Leading innovative SMEs are often called "little giants" and command a high market share. They specialize in niche sectors and boast strong innovative capacity and core technologies. The Ministry of Industry and Information Technology said there are more than 4,700"little giants" so far in China.

Three factors may combine to drive the investment opportunity brought by "little giants": fundamental improvements, policy support and valuation expansion.

It's easy to understand the growth potential of "little giants" when taking into account China's strategic pursuit of addressing the weak links in its industrial chain.

Though having smaller business turnover and less comprehensive capacity than tech giants, the SMEs that rely on specialized and core technologies to survive in niche markets naturally cater to the country's pressing need for redressing "chokepoint" problems in the industrial chain.

The companies' rapid growth speaks for itself. According to Yuekai Securities, profits of the 365 "little giants" in the new third board, an equity trading system also called the National Equities Exchange and Quotations, grew by 26.4 percent in 2020, withstanding the economic disruptions caused by COVID-19.

Policy supports, such as the launch of the BSE, will further catalyze their development. While the STAR Market has facilitated the fundraising of hundreds of leading tech companies, some smaller innovative firms still find themselves lacking capital and too small to meet listing thresholds.

The nation therefore rolled out the Beijing bourse, which has set listing requirements that are friendlier to innovative SMEs. More importantly, it has signaled that more policy tailwinds are in the air.

The expectations over more policy aids will likely boost investors' risk appetite for innovative SMEs, which may go together with improving market liquidity to help the companies obtain higher valuations.

Market observers typically blame the relatively low valuation of NEEQ-traded companies on lukewarm market liquidity, which is in turn attributable to strict investment thresholds.

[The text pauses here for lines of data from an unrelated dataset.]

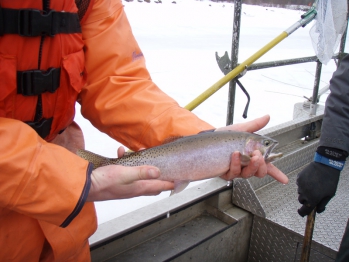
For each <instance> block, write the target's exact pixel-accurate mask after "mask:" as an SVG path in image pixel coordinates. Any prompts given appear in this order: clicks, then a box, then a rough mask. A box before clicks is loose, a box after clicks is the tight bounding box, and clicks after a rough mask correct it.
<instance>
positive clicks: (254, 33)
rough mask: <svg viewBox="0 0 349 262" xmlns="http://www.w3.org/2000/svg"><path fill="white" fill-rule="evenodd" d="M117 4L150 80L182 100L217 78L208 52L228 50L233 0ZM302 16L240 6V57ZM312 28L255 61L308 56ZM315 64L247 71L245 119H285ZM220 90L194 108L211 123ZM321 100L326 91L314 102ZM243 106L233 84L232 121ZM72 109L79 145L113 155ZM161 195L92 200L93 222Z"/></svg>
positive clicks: (217, 105)
mask: <svg viewBox="0 0 349 262" xmlns="http://www.w3.org/2000/svg"><path fill="white" fill-rule="evenodd" d="M123 2H124V5H125V7H124V8H125V11H126V14H127V16H128V18H129V20H130V23H131V25H132V28H133V33H134V35H135V36H136V39H137V41H138V42H139V45H140V46H141V48H142V51H143V54H144V56H145V59H146V61H147V66H148V69H149V71H150V73H151V76H152V79H153V80H154V82H155V83H156V84H157V85H158V86H159V87H160V88H161V89H162V90H164V91H165V92H166V93H167V94H169V95H170V96H172V97H173V98H174V99H176V100H177V101H178V102H179V104H180V105H181V106H185V105H187V104H188V103H189V102H190V101H191V100H192V99H194V98H195V97H196V96H198V95H199V94H201V93H202V92H203V91H204V90H205V89H207V88H209V87H210V86H211V85H212V84H214V83H215V82H217V81H218V80H219V79H220V78H222V77H223V74H222V72H221V71H220V69H219V67H218V65H217V62H216V58H215V52H218V55H220V56H222V55H223V54H224V52H225V51H228V53H229V56H230V52H231V45H232V43H231V42H232V27H233V14H234V7H233V4H231V3H213V2H209V1H194V0H181V1H178V0H177V1H176V2H177V4H172V3H171V2H172V0H163V3H162V4H155V3H154V2H152V3H145V2H142V3H141V2H137V1H134V2H125V1H123ZM301 14H303V12H301V11H295V10H286V9H277V8H265V7H259V6H249V5H243V8H242V28H241V33H240V34H241V36H240V39H241V40H240V53H239V61H240V62H241V61H244V60H245V59H246V58H248V57H249V56H251V55H252V54H253V53H255V52H256V51H257V50H258V49H260V48H261V47H263V46H264V45H265V44H267V43H268V42H269V41H270V40H272V39H273V38H275V37H276V36H277V35H279V34H280V33H281V32H282V31H284V30H286V29H287V28H289V27H290V26H291V25H292V24H294V23H295V22H297V21H298V20H299V19H300V15H301ZM311 26H312V24H310V25H308V26H307V27H305V28H300V29H299V30H298V31H296V32H295V33H293V34H292V35H291V36H290V37H288V38H286V39H285V40H284V41H283V42H281V43H280V44H279V45H277V46H276V47H275V48H274V49H273V50H271V51H270V52H268V53H267V54H266V55H265V56H263V57H262V58H261V59H260V60H258V61H257V62H262V61H271V60H280V59H286V58H297V57H301V56H313V55H315V53H314V51H313V48H312V44H311V40H310V37H309V30H310V28H311ZM315 67H316V64H315V63H306V64H300V65H294V66H287V67H279V68H273V69H264V70H256V71H251V72H248V73H247V74H246V75H245V76H244V77H243V78H241V82H242V84H243V85H244V86H245V88H246V89H247V91H248V92H249V94H250V96H251V103H250V107H249V112H248V118H247V120H250V119H254V118H256V117H260V116H262V115H265V114H270V116H271V121H270V123H269V125H268V127H270V126H273V125H277V124H280V123H282V122H285V121H289V120H291V119H292V115H293V106H294V104H295V103H299V102H303V101H304V100H305V99H304V98H303V96H307V97H310V96H311V95H312V87H313V82H314V74H315ZM334 70H335V63H334V62H333V61H330V62H329V63H328V65H327V66H323V68H322V77H321V84H320V88H321V87H324V86H325V85H326V84H328V81H329V79H330V78H331V76H332V73H333V71H334ZM227 94H228V85H226V86H224V87H223V88H222V89H221V90H219V91H218V92H217V93H216V94H214V95H213V96H212V97H211V98H209V99H208V100H207V101H206V102H205V103H203V104H202V105H200V106H199V107H197V108H196V109H195V110H194V111H193V112H194V113H195V114H197V115H198V116H199V117H200V118H202V119H203V120H205V121H207V122H209V123H210V124H212V125H214V126H216V127H220V126H224V125H225V123H226V111H227V102H228V99H227ZM324 100H325V97H323V98H322V99H321V102H320V103H323V102H324ZM245 104H246V97H245V95H244V94H243V93H242V92H241V90H240V89H238V90H237V97H236V108H235V116H234V122H242V121H246V120H244V119H243V118H242V113H243V110H244V107H245ZM79 111H80V109H79V106H77V115H76V118H75V120H76V121H77V122H78V124H79V125H80V126H81V127H82V128H83V130H84V134H85V139H86V149H88V150H90V151H93V152H96V153H99V154H102V155H105V156H109V157H115V156H116V151H117V148H118V147H119V146H120V144H119V143H118V142H116V141H114V140H112V139H111V138H109V137H108V136H107V135H105V134H102V133H100V132H99V131H98V130H96V129H95V128H94V127H93V126H92V125H91V124H90V123H89V122H88V121H87V120H85V119H83V118H82V117H81V115H80V112H79ZM188 124H190V123H188ZM195 185H197V184H192V185H191V186H195ZM168 196H169V193H168V192H165V193H162V194H160V195H159V196H156V197H138V198H133V199H127V200H114V201H107V202H98V203H96V209H97V215H98V223H99V224H101V223H104V222H106V221H108V220H110V219H112V218H115V217H118V216H121V215H123V214H125V213H128V212H130V211H133V210H136V209H138V208H140V207H143V206H145V205H147V204H149V203H152V202H154V201H157V200H160V199H162V198H165V197H168Z"/></svg>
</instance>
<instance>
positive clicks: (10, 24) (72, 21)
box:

Even after reform efforts, the NEEQ's Select, Innovation and Base tiers still required individual investors to have at least 1 million yuan ($155,059), 1.5 million yuan and 2 million yuan in securities accounts, respectively, to access NEEQ trading.

The BSE, which has been built based on the Select tier, has halved the threshold to 500,000 yuan, while the threshold for the Innovation tier was lowered to 1 million yuan.

Despite ample reasons to be optimistic, it is bound to be a risky journey to dig returns from SMEs given the uncertainty over their development prospects and the scarcity of real disruptive innovations.

This is why patient long-term investors good at analyzing company fundamentals, and many international institutional investors falling in this category, may become big winners in the investment opportunity catalyzed by the BSE.

It takes thorough research of company fundamentals to hunt for real "little giants" and a long investment horizon to weather the fluctuations in their financial performance.

More opening-up measures to facilitate foreign investments in the BSE can be expected as it gradually matures. The Qualified Foreign Institutional Investor system has allowed foreign investments in the NEEQ, but the Beijing bourse has yet to join the stock connects between mainland and Hong Kong exchanges. This points to room for future improvement.

As Calvin Fu, chief economist at the International Financial Centre Federation, said, stepping up efforts to facilitate international investors' participation in the BSE will share the benefits brought by China's vibrant SME sector with the outside world and help develop the new bourse into a more vibrant, liquid trading venue.